Why? He has been nursing hangovers every afternoon in the office, apparently his two ‘boys’ flew into the country last Friday. “Sometimes I suggest we go to restaurants instead of bars but even then, they order alcohol. So I get derailed for at least one. But it’s never one for the road,” he says.
Kariuki says that he has resorted to sneaking away from them, but that’s usually at around 3.00am. “The next day while I am dying at work they send me pictures on Whatsapp. They’re chilling by a pool. I am already tired of them, it’s a love-hate relationship,” laments Kariuki. Take for example, Anita O, who lives and works in Australia.
Anita has been saving for more than a year to come visit during Christmas. “The money mainly for buying things for friends and family. I don’t know why people take offense if you don’t bring them anything.” However Anita fails to understand why people christen them with funny names yet they’re still Kenyan.
But Judy Njuki, a Kenyan in the Diaspora who has embraced her situation and is the blogger of the popular A Summer Bunny blog, says that all the hullabaloo Kenyans at home like to bring up about those who travel home for the holidays is meaningless. “People love to hate summer bunnies and I think it is unnecessary, besides, we all need each other.
If people knew what we go through, no one would hate us.

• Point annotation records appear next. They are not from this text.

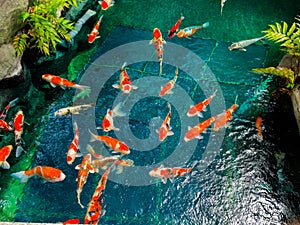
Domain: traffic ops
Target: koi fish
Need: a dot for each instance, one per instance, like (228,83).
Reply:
(48,173)
(258,127)
(116,145)
(4,153)
(73,149)
(167,89)
(85,167)
(94,210)
(197,109)
(198,129)
(5,126)
(105,4)
(175,28)
(223,118)
(165,128)
(108,122)
(94,33)
(158,43)
(189,31)
(72,110)
(165,173)
(5,110)
(63,83)
(125,83)
(241,45)
(18,126)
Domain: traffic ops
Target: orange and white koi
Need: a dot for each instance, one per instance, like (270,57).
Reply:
(18,130)
(116,145)
(85,167)
(165,173)
(108,121)
(5,110)
(5,126)
(175,28)
(201,106)
(198,129)
(48,173)
(158,43)
(94,33)
(189,31)
(167,89)
(94,209)
(125,83)
(73,149)
(105,4)
(258,123)
(4,153)
(165,128)
(62,82)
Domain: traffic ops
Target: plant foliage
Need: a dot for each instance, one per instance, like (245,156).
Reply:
(43,26)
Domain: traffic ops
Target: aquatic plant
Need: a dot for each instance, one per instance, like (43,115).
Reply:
(43,26)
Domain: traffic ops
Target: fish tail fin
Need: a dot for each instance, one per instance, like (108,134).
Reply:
(21,176)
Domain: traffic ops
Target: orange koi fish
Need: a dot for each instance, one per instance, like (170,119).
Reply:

I just think it’s sad and unnecessary and we’ve committed no crime,” she says citing the reactions of disgust thanks to their acquired accents. “Seriously how can an accent piss one off when so many local Kenyans twang?” she asks. “I save a lot of money to take friends out.
No one ever says no,so they shouldn’t complain.” Njuki says that socialising is something they miss and they love that almost everyone is game anywhere anytime.“Until you know how it feels to have someone throw a banana at you,” she speaks about the racist culture abroad; “My friend, I think you need to let me buy you a drink in peace.”